Sandhills Park Not in Danger of Becoming Dust in the Wind Yet


The secret sands of West Texas…the Monahans Sandhills State Park. The dunes attract almost 50,000 visitors each year to make the pilgrimage to the Basin to witness their natural beauty.  Next year, the park celebrates 60 years. According to the Park’s Superintendent visitors always want to know if the dunes are in danger of blowing away?  We decided to find out.

40,000 years ago after the last Ice Age, a dune field stretching 200 miles from New Mexico to Crane County was born. 1/3 of that turned into the Monahans Sandhills State Park in 1957 – that’s nestled in the center of the Permian Basin.

“I get the question ‘are the dunes shrinking’, almost everyday,” explains Park Superintendent  Mike Smith.

So, it was only fitting we too asked Smith that same million dollar question!

“We won’t see these dunes go away in anyone’s lifetime that’s alive now,” says Smith.

But, before we give the Sandhills an expiration date, it’s important first to navigate how the dunes came to be.

Odessa College Geology Instructor Dennis Edwards says he grew up visiting the dunes.

“It’s like having your own beach in West Texas,” jokes Edwards.

Based on years of research and surveying the land, Edwards says remnants from the New Mexico Rocky Mountains, eroded by the Pecos River; birthed the dunes.

“Once they were deposited and it becomes drier, the wind begins to blow those sands around,” says Edwards.

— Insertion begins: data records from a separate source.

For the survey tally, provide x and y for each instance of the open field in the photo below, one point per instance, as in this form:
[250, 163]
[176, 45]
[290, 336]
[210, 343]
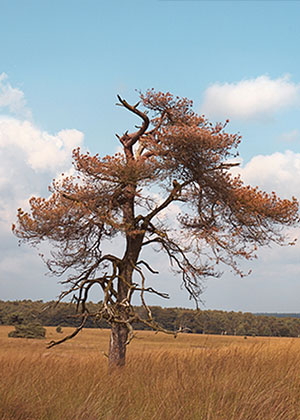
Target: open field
[193, 377]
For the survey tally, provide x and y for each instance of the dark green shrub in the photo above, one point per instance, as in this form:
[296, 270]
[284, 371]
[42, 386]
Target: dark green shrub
[31, 330]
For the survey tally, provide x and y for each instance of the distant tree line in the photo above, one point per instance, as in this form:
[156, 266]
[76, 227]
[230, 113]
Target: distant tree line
[188, 320]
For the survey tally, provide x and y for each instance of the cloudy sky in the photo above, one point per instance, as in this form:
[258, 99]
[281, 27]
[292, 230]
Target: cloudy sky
[62, 64]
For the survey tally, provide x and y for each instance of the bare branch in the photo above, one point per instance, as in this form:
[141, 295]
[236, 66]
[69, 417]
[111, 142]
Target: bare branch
[128, 140]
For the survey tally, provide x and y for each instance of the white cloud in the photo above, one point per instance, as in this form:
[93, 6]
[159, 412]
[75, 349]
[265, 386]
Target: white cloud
[279, 172]
[250, 99]
[29, 159]
[12, 99]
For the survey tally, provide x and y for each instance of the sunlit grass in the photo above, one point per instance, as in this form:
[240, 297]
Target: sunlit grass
[193, 377]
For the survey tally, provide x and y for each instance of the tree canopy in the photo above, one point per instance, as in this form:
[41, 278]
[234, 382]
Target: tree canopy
[174, 156]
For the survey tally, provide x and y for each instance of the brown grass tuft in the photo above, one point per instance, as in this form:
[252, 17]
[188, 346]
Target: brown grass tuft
[194, 377]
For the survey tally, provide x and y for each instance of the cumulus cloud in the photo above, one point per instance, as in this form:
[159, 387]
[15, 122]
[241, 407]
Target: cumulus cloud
[279, 172]
[12, 99]
[29, 159]
[250, 99]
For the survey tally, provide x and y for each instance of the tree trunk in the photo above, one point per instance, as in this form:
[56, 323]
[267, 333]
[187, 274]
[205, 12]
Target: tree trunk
[117, 345]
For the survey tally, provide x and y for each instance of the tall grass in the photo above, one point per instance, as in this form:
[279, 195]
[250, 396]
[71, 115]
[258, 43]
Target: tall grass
[190, 378]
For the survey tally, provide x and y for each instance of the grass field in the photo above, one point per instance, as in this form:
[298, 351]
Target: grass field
[193, 377]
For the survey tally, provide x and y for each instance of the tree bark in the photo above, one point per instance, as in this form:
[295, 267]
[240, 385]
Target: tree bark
[117, 345]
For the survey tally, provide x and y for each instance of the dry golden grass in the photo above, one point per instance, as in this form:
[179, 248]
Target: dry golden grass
[194, 377]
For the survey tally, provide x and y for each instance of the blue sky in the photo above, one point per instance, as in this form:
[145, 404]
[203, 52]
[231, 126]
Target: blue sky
[62, 65]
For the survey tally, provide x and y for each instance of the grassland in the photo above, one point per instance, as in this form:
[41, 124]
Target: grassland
[195, 377]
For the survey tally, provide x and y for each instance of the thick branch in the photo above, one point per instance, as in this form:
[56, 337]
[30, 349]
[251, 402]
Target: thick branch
[128, 140]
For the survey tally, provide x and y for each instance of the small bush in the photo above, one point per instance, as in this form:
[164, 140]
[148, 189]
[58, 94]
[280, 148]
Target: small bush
[28, 331]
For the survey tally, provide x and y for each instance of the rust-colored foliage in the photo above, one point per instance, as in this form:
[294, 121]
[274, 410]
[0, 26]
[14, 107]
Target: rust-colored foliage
[176, 156]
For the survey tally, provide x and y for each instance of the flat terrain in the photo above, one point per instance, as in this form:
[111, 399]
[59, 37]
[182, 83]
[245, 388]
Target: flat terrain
[192, 377]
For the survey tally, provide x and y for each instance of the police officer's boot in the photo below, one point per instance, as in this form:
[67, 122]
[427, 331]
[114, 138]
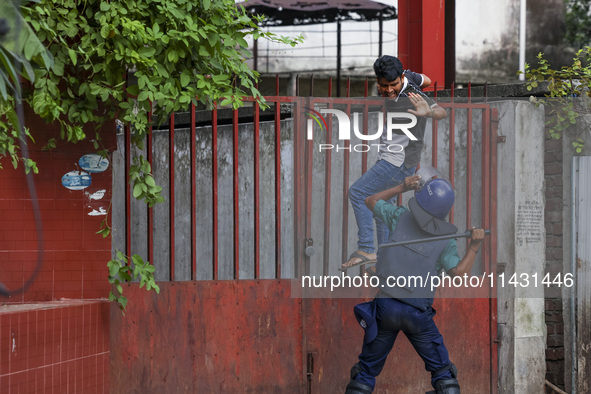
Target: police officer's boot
[447, 386]
[354, 387]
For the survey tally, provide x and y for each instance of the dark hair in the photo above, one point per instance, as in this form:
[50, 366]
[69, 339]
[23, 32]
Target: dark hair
[388, 67]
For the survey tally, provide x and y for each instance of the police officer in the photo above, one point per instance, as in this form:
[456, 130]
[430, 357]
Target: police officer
[408, 308]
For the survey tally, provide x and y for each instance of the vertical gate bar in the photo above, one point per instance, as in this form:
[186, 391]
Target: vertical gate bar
[214, 187]
[493, 247]
[149, 147]
[257, 251]
[277, 187]
[469, 166]
[309, 167]
[345, 221]
[327, 195]
[452, 136]
[171, 193]
[297, 193]
[193, 196]
[348, 94]
[127, 133]
[434, 128]
[486, 191]
[236, 210]
[365, 129]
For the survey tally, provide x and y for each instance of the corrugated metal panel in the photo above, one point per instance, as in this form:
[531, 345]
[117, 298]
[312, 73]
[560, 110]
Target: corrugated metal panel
[582, 193]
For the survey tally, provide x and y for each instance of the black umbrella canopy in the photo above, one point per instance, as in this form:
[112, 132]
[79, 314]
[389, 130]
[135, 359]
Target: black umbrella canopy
[307, 12]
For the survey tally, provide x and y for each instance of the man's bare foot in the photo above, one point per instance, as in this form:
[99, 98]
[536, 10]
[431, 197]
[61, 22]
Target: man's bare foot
[359, 257]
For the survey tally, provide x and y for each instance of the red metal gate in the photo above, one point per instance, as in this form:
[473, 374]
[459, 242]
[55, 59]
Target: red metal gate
[195, 338]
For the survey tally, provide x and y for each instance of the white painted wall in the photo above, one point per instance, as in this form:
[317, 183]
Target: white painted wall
[318, 52]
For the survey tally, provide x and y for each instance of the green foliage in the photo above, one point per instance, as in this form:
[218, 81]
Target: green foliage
[122, 56]
[144, 186]
[121, 271]
[20, 52]
[122, 59]
[564, 85]
[578, 23]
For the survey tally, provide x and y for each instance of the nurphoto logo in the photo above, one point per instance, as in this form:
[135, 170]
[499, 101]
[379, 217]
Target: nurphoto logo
[401, 121]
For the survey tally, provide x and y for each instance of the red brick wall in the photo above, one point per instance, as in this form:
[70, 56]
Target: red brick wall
[74, 257]
[58, 347]
[54, 337]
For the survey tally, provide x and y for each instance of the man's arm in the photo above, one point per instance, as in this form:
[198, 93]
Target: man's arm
[410, 183]
[465, 265]
[426, 81]
[422, 108]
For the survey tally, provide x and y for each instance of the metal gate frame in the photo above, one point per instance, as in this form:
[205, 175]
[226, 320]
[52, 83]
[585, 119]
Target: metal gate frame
[303, 193]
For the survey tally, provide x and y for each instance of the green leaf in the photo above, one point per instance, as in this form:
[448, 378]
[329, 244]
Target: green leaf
[147, 52]
[185, 79]
[143, 96]
[137, 190]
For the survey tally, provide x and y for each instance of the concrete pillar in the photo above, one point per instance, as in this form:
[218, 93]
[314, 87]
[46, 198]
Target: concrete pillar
[521, 248]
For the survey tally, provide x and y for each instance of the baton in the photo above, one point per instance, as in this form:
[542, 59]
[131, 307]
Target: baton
[467, 234]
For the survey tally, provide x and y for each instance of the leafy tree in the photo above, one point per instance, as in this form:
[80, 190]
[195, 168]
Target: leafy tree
[20, 50]
[564, 86]
[124, 58]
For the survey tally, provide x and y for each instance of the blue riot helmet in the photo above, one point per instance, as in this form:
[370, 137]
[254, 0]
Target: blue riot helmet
[436, 197]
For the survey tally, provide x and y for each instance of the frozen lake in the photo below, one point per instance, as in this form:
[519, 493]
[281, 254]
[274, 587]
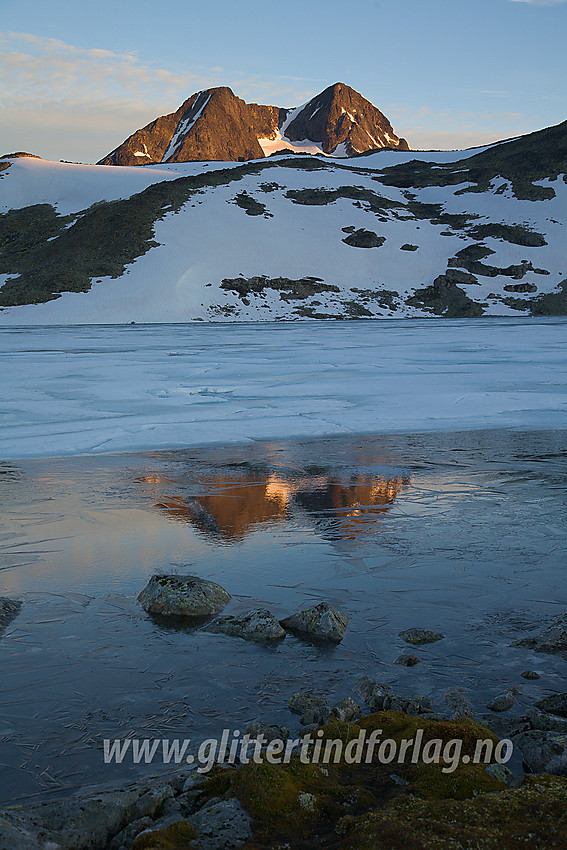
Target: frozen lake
[462, 533]
[92, 388]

The sands settled in what Edwards calls a trap: the Davis Mountains to the south and the cap rock to the north. “They should be here for a long time, it would take another major event to wash that material away,” explains Edwards.

For years, the shifting sands have shaped and reshaped the land. Even causing the height of some of the dunes to shorten at the park.

But, as the whirling winds change direction each season, the dunes remain in a steady state. Which means, the tops might be active over a course of a year, but eventually end up in the same position.

“Significant change takes a very long time.  If you compare photos from when the park was new to now; very, very similar,” says Smith.

The park’s vegetation also keeps the grains rooted in place.

“The predominant plants/species here are Shin Oak or Harvard Oak. Overtime it will encroach on the dunes and eventually stabilize the entire dune field,” explains Smith.

But, research shows we’re thousands of years away from that!

Which is why he encourages visitors to not only come to see the dunes, but conquer them. If you have a ‘staycation’ coming up soon or even need weekend plans…it costs $4 dollars to enjoy the park (children under 12 are free).